Illustration By Dan Williams
I am writing in August, on the eve of a new academic year. Another season approached with uncertainty due to COVID-19 and its variants, which will continue to impact on-campus life, hybrid and remote learning, and institutional planning in the year ahead.
As you read this, your academic year already will have begun. For some, in-person with masks on; for others, fully online or in hybrid spaces. We continue to live in the space between what was and what will be. And yet we enter this new academic year hopefully. Theological school communities are resourceful and resilient.
Theological school leaders have had to become pioneers over the past 18 months, exploring new landscapes with a limited view of the horizon, called to be nimble in responding, creative in experimenting, and open to contemplating new paths and opportunities.
In this issue of In Trust, we invite you to hear the voices of a new generation, to ponder a future of blockchain technology in theological education, and to learn from peers whose creative innovation during COVID has surmounted many obstacles.
How can theological schools prepare ministers to engage with Generation Z? Springtide Research shares what it uncovered in a year-long research study of young people. The findings are an opportunity for you to reflect on your own relational approach to this generation, recognizing that they are seeking – and value – trusted relationships most of all.
What does blockchain have to do with theological education?
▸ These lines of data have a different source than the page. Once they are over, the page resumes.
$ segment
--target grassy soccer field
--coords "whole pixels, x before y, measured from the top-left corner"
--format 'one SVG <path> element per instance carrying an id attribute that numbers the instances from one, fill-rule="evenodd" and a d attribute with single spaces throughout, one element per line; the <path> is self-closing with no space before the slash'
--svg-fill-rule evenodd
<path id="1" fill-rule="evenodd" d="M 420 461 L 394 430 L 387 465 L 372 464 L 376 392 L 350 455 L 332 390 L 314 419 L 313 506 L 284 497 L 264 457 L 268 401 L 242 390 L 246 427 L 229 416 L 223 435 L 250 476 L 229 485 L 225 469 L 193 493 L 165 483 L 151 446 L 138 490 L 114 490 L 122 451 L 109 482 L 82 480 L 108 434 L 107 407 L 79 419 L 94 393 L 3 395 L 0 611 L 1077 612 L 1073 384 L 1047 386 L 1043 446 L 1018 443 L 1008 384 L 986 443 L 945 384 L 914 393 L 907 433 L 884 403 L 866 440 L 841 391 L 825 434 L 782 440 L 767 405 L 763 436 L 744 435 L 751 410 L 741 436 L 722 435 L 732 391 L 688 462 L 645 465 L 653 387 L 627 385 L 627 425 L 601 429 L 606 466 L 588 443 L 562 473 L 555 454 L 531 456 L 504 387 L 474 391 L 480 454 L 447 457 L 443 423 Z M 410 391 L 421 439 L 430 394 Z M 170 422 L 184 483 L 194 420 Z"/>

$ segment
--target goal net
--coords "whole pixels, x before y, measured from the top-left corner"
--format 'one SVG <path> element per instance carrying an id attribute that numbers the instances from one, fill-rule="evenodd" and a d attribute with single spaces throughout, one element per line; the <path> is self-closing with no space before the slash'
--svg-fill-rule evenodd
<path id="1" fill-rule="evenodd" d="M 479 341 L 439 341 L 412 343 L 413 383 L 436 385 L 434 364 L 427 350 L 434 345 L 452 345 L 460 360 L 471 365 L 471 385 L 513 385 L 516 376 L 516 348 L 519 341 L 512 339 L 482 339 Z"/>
More than you would think. The technology behind cryptocurrencies also is revolutionizing record-keeping. Crypto Credentials explores this technology and the ways it is making credential management more manageable – and meaningful.
The In Trust Center has awarded 98 Resource Grants since 2018 to spur innovation; recent grantee Trinity Evangelical Divinity School pursued a small pilot program which ended up with big learning.
And what have advisory board members, deans and other leaders learned about living in community as a part of a university? Six schools share their unique experiences. Spoiler alert – no two embedded schools are alike.
Finally, several theological school leaders are sharing prayers that are in their hearts entering this academic year. May God hear and receive them, along with your own.